Call Utilities Before You Replace a Fence

Even though you plan to replace a fence in the exact same spot as before, always call Miss Utility before you dig!  You never want to run the risk of hitting pipes or wires underground, even if your fence posts will go in the exact same area as before.  We’ve seen homeowners who are not the original owners make this mistake several times—they attempt to replace a fence on their own and run into big problems when they dig a new post hole that goes a few inches deeper than the original ones.  Trust me, this is a problem you don’t want to have!

Purchasing Considerations Before You Replace a Fence

Material Considerations

When there’s a need to replace a fence, we encourage you to look at the materials of your original fence, especially if you need to replace a wood fence due to rotting.  Make sure you find out the type of wood used.  As we’ve said before, not all grades and types of wood are created equal.  If your goal is to replace your fence just once and never have to worry about it again, you may want to explore a higher grade of material such as ornamental aluminum.

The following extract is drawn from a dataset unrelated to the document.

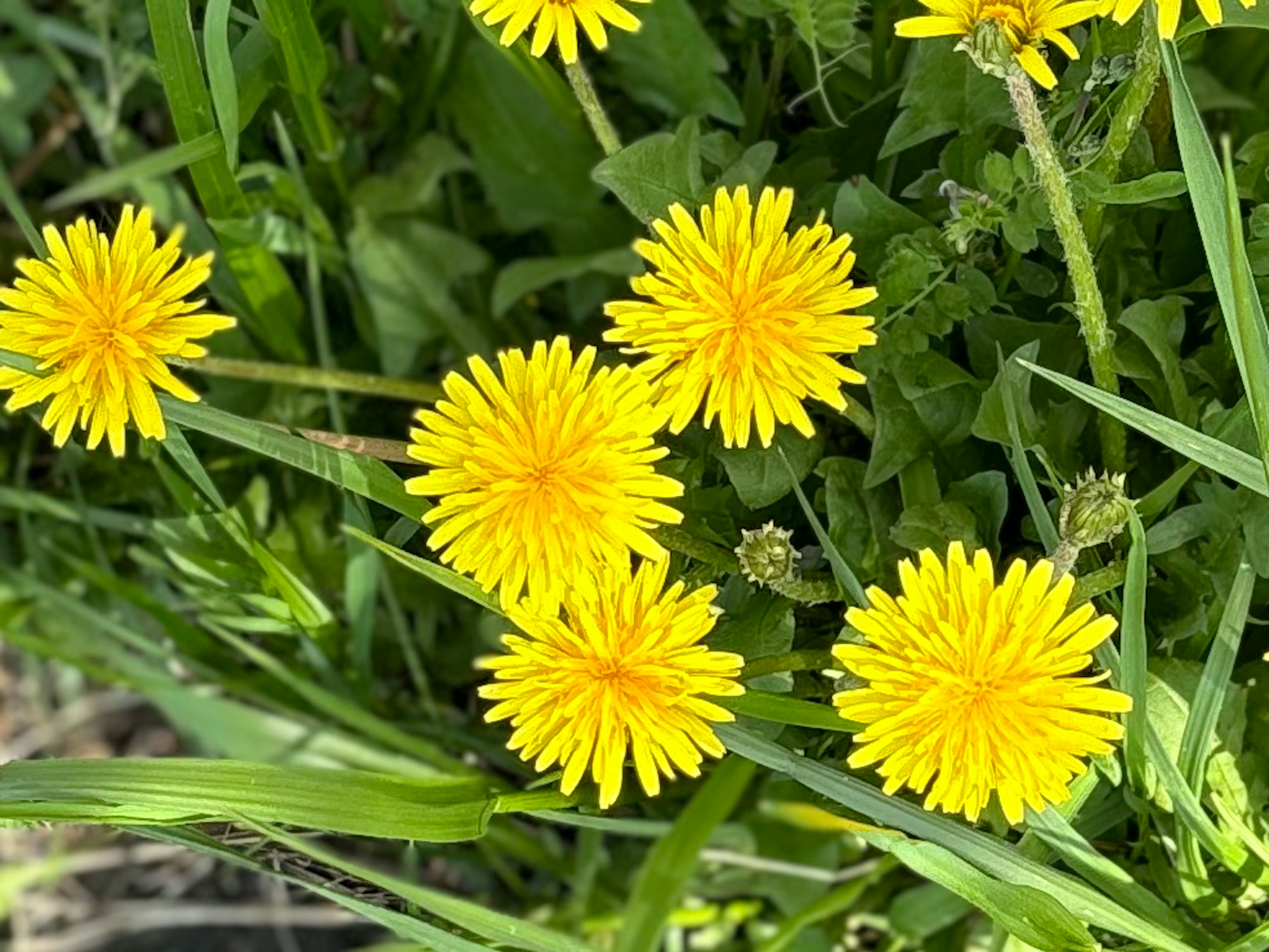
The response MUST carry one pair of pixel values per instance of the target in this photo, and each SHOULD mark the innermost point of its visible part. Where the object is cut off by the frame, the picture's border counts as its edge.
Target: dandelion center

Think Long Term When You Replace a Fence

When you need to replace a fence, it’s a good time to ask why you need the replacement fence in the first place.  Sometimes when you buy a home with an existing fence, the original homeowner had a set of needs that may not match your present ones.  For example, if you need to replace a three-foot tall picket fence and you now plan to have children and pets, you may want to replace that fence with something taller and a bit sturdier to protect your children and keep your animals safe inside your yard.  Likewise, if you plan to install a pool in the yard, you may need to change where the fence goes based on local pool code.